Deaf Center - Owl SplintersDeaf Center Pictures.png Click image for more pictures
Artist: Deaf Center
Label: Type Records
Year: 2011
Format: CD/LP

Few could have foreseen the impact on the ambient and home listening scene, this duo would make when they released their debut EP Neon City back in 2004, followed by the critically acclaimed album debut Pale Ravine. Norway had had a long tradition of “arctic ambient” and the chilled minimalism spearheaded by the Beatservice collective which centered around early movers like Biosphere, Information, Neural Network, Aedena Cycle, and their various side projects, but come late 90s and early years of the new millenia, there did not seem to be anyone to uphold this fine tradition. Enter Erik Knive Skodvin and Otto Totland – whose sound re-instated this notion and further developed the old ambient sound with their collage of dark cinematic and theatrical soundscapes befitting (David) Lynchean style, beautifully moving classical compositions and the ambient inspiration of Norwegian landscapes nurturing key concepts like isolation, serenity, privacy and the undisturbed or secluded.

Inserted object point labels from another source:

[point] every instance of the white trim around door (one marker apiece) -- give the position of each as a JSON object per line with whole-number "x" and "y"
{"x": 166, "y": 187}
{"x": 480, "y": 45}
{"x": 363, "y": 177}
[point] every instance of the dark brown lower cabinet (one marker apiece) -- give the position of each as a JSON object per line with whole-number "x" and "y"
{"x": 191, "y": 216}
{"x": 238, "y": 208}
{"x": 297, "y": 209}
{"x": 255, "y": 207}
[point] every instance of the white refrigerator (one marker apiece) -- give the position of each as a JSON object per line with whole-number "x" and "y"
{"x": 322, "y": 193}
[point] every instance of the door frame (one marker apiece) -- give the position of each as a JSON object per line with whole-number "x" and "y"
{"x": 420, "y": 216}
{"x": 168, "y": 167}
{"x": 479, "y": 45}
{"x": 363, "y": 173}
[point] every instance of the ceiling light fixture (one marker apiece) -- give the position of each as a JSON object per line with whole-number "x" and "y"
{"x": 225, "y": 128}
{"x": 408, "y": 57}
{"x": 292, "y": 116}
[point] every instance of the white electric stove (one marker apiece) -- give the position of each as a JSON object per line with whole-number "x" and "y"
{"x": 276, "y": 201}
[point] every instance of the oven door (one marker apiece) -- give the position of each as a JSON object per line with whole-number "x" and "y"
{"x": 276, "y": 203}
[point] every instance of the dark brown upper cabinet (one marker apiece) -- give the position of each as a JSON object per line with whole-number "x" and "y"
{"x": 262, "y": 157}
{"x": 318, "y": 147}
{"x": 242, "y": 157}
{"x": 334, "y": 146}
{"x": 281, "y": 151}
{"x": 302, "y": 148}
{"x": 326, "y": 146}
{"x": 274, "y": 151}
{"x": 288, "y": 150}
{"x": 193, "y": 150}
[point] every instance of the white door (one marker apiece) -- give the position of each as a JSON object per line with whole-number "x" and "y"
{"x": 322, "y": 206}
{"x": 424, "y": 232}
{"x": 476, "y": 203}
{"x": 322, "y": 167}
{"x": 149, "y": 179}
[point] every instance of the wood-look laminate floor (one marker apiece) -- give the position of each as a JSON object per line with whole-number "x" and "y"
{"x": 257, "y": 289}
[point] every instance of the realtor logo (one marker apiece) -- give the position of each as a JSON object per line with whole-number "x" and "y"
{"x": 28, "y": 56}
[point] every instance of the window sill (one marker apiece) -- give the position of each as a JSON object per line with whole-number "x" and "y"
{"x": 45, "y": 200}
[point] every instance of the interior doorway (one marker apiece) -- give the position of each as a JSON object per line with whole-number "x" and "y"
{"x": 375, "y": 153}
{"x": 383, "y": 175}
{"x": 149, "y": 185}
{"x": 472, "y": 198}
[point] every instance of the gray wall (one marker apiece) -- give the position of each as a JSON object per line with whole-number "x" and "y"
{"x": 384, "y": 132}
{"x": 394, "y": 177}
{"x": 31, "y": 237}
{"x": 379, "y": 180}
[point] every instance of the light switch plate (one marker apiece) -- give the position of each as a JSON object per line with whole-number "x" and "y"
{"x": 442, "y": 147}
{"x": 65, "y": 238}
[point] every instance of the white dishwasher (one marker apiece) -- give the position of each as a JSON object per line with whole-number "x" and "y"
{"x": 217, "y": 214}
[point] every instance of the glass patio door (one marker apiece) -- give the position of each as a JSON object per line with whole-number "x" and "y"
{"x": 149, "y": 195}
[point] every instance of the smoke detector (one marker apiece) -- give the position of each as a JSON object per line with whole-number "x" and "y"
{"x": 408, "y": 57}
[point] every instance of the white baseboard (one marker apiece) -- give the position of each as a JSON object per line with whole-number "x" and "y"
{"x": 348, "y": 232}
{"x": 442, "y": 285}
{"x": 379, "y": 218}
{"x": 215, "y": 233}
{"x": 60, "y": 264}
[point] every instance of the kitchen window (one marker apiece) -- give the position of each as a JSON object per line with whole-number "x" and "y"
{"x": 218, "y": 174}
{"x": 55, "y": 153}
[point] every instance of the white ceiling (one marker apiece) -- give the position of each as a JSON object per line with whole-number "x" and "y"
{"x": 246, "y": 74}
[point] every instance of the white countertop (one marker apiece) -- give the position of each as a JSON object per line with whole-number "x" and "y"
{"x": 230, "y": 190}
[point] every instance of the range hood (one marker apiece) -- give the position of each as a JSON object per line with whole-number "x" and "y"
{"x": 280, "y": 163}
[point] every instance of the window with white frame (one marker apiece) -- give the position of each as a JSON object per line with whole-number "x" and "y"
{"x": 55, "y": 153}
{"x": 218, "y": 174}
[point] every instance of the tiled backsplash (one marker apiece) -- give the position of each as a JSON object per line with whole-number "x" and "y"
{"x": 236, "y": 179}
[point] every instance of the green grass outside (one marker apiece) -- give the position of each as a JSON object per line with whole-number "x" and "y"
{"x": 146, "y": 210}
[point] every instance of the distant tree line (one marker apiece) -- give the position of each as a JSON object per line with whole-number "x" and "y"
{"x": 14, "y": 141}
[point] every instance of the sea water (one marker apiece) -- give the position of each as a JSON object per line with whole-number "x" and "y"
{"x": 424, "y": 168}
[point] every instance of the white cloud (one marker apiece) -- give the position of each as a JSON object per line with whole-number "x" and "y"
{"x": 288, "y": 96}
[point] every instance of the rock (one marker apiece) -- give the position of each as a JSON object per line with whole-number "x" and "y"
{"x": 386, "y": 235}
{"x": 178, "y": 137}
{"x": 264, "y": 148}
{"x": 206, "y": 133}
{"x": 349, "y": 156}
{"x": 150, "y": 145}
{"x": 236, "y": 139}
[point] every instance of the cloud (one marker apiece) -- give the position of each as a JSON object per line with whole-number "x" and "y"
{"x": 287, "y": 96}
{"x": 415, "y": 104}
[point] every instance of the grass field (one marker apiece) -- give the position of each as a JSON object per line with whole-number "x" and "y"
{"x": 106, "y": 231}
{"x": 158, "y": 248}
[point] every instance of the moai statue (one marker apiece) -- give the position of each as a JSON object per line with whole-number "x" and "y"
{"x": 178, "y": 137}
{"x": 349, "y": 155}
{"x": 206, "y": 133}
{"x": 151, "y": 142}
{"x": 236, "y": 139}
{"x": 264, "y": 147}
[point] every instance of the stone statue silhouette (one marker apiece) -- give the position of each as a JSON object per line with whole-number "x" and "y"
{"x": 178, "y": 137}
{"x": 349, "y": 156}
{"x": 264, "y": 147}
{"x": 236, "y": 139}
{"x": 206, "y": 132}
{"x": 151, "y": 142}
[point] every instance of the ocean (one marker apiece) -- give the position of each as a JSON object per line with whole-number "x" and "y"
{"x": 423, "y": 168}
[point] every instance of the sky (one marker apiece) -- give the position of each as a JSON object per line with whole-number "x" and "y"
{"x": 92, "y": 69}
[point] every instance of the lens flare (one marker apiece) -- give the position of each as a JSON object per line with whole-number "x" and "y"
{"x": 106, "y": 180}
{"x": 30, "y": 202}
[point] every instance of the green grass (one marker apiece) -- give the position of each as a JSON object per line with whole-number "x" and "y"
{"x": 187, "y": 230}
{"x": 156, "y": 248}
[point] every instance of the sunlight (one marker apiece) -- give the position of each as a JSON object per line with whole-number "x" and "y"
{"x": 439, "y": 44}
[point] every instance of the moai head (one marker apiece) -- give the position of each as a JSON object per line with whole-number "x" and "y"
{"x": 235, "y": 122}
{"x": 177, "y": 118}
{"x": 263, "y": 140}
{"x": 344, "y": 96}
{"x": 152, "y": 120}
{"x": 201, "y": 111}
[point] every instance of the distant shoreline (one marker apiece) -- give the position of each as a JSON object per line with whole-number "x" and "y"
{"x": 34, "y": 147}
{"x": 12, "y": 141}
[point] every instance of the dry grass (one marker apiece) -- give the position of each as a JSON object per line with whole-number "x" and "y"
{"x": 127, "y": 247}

Scraping cello strings rend emotional tears within for the opening piece Divided and listeners who remember Pale Ravine should immediately feel at ease and familiar with the high degree of cinematic in this duo’s compositions. Next follows the beautiful and exquisite Time Spent (ed. especially for an afficinado of piano melodies like yours truly) – an all too short, but immensely concise and powerful piano lullaby, with brooding dark tones to offset the lighter, magical feel of the main melody. As with Deaf Center in the past, Skodvin and Totland bring different forces to the table, Skodvin is probably better known for improvisation, noise and doom that shrouds the Deaf Center and creates its mystical environment, while Totland is the eye of the storm, with lavishing, serene tones that paradoxically scream tranquility and calm into the listener. Totland (also one half of the brilliant Nest) maneuvers the grand piano with expert ease (the hypnotic tones of New Beginning coming at you like the tidal currents, or the both at once sombre, lingering and uplifting lead on The Day I Would Never Have – an epic piece where Skodvin’s clicks and processed sounds seep into the slow-treading piano melody of Totland) and Skodvin’s cello arrangements and electronic processing complements and complete the picture time and time again (particularly his solo exhibition in Animal Sacrifice which instils a sense of imminent and brutal as the scraping strings grow and ebb, slowly inching into your head, under your skin).

The result is a eight neo-classical compositions where you marvel at the soundscapes and wish there was a film to go with the score. Each of the two musicians is every bit remarkable, classically-trained solo artists (Totland on the piano, Skodvin with cello as also heard in his side project Svarte Greiner) and together they present themselves as accomplished collaborators giving the other space to let their instruments unfold and play off each other.
The music is monumental and breath-taking – if Pale Ravine is a timeless testament of Deaf Center in 2006, Owl Splinters should be more than capable of standing the test of time and further define this duo. Warmly recommended and essential purchase – out now on Type Records!